Test 3 Info

Test 3 Information

Coverage

The test is cumulative, but will emphasize the material since the last test.

Test questions will be designed to try to see how well you understand the material, not how well you can perform various procedures mindlessly.

Format

A variety of question formats may be used. You may be required to compute numerical statistics; produce graphs by hand or explain how to get a computer to produce them; or to analyze data or numerical or graphical summaries of data. Some items may be be tested using “short answers” (a couple sentences to a paragraph), multiple choice, or true/false.

Content

Here is a list of things you should be sure you know how to do.

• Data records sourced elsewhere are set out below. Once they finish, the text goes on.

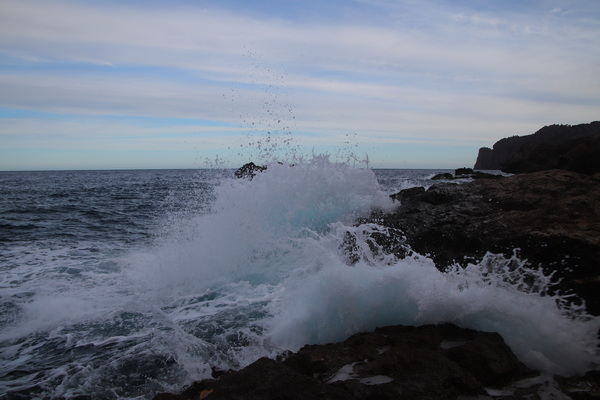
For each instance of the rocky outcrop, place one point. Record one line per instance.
(573, 148)
(426, 362)
(551, 217)
(249, 171)
(462, 173)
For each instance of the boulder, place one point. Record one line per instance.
(248, 171)
(552, 217)
(426, 362)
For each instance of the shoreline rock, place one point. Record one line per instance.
(425, 362)
(551, 218)
(570, 147)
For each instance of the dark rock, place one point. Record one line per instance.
(427, 362)
(408, 193)
(464, 171)
(444, 176)
(573, 148)
(579, 155)
(553, 217)
(248, 171)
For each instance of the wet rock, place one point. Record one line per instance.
(248, 171)
(427, 362)
(552, 217)
(444, 176)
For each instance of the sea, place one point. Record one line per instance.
(122, 284)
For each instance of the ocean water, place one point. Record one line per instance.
(121, 284)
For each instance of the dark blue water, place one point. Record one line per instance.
(120, 284)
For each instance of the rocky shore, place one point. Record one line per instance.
(549, 218)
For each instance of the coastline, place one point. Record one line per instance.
(548, 218)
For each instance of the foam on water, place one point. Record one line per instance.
(265, 269)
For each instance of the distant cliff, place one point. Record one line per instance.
(570, 147)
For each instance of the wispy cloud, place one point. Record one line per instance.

It is not intended to be an exhaustive list, but it is an important list.

You should be able to:

Understand, use and explain the statistical terminology.
1. Be sure to focus on important distinctions being made by terms like case vs. variable, categorical vs. quantitative, explanatory variable vs. response variable, statistic vs. parameter, sample vs. population, sample vs. sampling distribution, sampling distribution vs. bootstrap distribution, etc.
2. Some other important terms: significance level, confidence level, margin of error, statistically significant, type I error, type II error, critical value, paired design, blinding, residual, correlation

Understand the issues involved in collecting good data and the design of studies, including the distinctions between observational studies and experiments.
Understand how confidence intervals are computed
1. how to get R to generate a bootstrap distribution.
2. using a bootstrap distribution to compute a confidence interval
3. using standard error formulas to compute a confidence interval
4. using summary information from a linear regression model
5. how to determine good sample sizes for a desired margin of error.
Understand what a confidence interval tells you
1. meaning of confidence level
2. recognizing incorrect ways to interpret a confidence interval and what is wrong with them.
3. relationship between p-values and confidence intervals

Use the 4-step process for conducting a hypothesis test, including
1. expressing null and alternative hypotheses
2. computing an appropriate test statistic
3. how to get R to generate a randomization distribution
4. determining a p-value from a randomization distribution
5. determining a p-value from a using formulas (SE, Chi-squared, degrees of freedom)
6. expressing the logic of a p-value in words (in the context of a particular example).
7. the difference between 1-sided and 2-sided tests
8. why we use upper tails for Chi-squared tests.
Perform and interpret Chi-squared tests a Chi-squared goodness of fit vs. Chi-squared for two-way tables
1. How to compute expected counts
2. Chi-squared test statistic
3. degrees of freedom
Perform and interpret 1-way ANOVA
1. null and alternative hypotheses
2. using lm() to fit the model
3. computation of \(F\) statistic (ANOVA table, degrees of freedom, SS, MS, etc.)
4. \(R^2 = \frac{SSM}{SST}\) and what it tells us
5. Tukey’s Honest Significant Differences (TukeyHSD()) and why we use it.
6. checking assumptions (normality, equal standard deviation)
7. residuals and residuals plots
Perform and interpret simple linear regression
1. linear relationships and equations for lines (slope, intercept, etc.)
2. hat notation (\(\hat y\), \(\hat \beta_1\), etc.)
3. using lm() to fit the model
4. computation of \(F\) statistic (ANOVA table, degrees of freedom, SS, MS, etc.)
5. \(R^2 = \frac{SSM}{SST}\) and what it tells us
6. correlation coefficient (\(R\))
7. checking assumptions (LINE)
8. residuals and residuals plots
Check conditions/rules of thumb to see whether approximations (normal, t, Chi-squared) are good enough for our purposes.
Important functions to review include
1. gf_histogram(), gf_boxplot(), gf_point()
2. df_stats(), tally(), mean(), prop(), diffmean(), diffprop()
3. pnorm(), pt(), pchisq(), qnorm(), qt(), qchisq()
4. rbind()
5. do(), resample(), shuffle()
6. chisq.test, xchisq.test(), t.test(), prop.test()
7. lm(), msummary() mplot(), anova()

Note that the test will be a sample from the possible topics; it is not possible to cover everything on the test.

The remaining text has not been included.